Evolution Day is a celebration to commemorate the anniversary of the initial publication of On the Origin of Species by Charles Darwin on 24 November 1859. Such celebrations have been held for over a century, but the specific term "Evolution Day" for the anniversary appears to be a neologism which was coined prior to 1997. By highlighting Darwin's contributions to science, the day's events are used to educate about evolutionary biology. It is similar to the better-known Darwin Day, held on the anniversary of his birth (12 February 1809). It is unrelated to the secularization campaign by the Giordano Bruno Foundation to have the German public holiday of Ascension Day renamed to "Evolutionstag" (Evolution Day).

==Commemorations==
The year 1909, the 50th anniversary of the publication of On The Origin of Species and the 100th anniversary of Darwin's birth, saw several major events celebrating both.
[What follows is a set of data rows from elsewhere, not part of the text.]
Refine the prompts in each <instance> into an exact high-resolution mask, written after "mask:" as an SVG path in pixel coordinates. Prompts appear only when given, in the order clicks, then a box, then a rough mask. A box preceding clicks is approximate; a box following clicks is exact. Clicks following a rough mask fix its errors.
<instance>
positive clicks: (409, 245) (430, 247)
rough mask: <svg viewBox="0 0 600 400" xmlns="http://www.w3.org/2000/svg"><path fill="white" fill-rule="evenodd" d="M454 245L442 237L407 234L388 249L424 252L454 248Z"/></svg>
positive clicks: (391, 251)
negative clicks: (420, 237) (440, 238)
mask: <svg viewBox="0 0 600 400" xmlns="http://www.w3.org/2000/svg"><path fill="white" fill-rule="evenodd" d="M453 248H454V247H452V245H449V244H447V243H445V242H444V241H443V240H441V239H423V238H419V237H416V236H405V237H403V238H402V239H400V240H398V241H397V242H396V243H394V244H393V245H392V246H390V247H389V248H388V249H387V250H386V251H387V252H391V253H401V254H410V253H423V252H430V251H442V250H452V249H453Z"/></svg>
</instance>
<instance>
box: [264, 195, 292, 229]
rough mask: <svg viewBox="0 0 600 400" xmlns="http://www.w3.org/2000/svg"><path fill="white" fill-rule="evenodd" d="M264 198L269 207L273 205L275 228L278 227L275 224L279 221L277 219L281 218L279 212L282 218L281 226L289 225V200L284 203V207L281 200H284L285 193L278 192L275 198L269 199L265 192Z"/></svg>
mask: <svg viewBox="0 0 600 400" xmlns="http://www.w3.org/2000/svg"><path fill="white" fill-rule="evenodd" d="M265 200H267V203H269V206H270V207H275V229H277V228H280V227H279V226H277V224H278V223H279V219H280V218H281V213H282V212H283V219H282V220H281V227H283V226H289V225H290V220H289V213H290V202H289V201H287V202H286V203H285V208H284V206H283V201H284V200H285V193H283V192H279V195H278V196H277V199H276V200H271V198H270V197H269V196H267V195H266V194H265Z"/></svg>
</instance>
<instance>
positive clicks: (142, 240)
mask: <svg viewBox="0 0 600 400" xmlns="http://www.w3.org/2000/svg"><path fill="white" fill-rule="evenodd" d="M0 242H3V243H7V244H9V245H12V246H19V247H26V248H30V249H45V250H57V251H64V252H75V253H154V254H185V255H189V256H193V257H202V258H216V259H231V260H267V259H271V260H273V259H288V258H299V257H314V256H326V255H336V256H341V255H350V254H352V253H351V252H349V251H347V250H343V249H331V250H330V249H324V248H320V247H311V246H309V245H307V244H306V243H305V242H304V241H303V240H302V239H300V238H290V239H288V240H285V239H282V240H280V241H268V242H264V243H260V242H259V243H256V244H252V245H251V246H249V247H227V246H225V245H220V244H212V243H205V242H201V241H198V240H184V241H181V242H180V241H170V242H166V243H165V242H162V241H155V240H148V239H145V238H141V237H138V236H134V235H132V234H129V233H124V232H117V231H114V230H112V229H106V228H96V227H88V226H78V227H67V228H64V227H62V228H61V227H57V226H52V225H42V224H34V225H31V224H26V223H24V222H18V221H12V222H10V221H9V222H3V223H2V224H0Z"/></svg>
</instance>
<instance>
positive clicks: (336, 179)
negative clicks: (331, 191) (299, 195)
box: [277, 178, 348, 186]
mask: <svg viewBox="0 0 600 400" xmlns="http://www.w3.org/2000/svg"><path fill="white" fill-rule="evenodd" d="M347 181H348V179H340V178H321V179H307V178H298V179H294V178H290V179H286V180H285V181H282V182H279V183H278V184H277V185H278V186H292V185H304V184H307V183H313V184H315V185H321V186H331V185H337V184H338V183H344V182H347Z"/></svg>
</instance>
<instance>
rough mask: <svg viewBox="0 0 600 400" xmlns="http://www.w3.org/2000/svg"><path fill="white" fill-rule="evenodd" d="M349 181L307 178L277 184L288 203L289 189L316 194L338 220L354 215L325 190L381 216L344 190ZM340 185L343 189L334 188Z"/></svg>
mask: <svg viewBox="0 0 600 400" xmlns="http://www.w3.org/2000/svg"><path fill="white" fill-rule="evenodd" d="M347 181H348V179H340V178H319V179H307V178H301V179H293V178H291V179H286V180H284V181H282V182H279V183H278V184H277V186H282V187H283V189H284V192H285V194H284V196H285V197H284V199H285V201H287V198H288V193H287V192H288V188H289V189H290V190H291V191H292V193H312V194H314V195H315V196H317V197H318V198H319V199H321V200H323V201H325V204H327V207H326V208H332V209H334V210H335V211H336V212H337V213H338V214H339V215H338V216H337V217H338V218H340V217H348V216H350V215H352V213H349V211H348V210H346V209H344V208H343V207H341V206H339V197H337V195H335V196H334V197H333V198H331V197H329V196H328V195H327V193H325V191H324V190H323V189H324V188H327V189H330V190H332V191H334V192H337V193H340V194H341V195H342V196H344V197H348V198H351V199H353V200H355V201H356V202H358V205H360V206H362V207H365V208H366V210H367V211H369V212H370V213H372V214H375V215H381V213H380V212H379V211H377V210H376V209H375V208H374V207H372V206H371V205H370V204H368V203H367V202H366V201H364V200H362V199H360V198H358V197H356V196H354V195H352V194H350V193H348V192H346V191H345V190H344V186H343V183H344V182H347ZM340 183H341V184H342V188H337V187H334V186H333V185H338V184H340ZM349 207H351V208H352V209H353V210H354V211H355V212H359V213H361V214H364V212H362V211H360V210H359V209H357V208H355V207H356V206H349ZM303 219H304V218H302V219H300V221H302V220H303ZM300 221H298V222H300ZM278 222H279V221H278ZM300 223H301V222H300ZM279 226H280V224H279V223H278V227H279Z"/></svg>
At Cambridge, more than 400 scientists and dignitaries from 167 countries met in a widely reported event of public interest to honour Darwin's contributions and discuss the latest discoveries and ideas related to evolution, the New York Academy of Sciences held a celebration at the American Museum of Natural History,
and the Royal Society of New Zealand held an event with "a very large attendance".

The Darwin Centennial Celebration (1959) had a major, well publicised event from 24–28 November at the University of Chicago.

In 2009, the BBC aired BBC Darwin Season, a series of television and radio programs, to celebrate Darwin's bicentenary and the 150th anniversary of the publication of the Origin.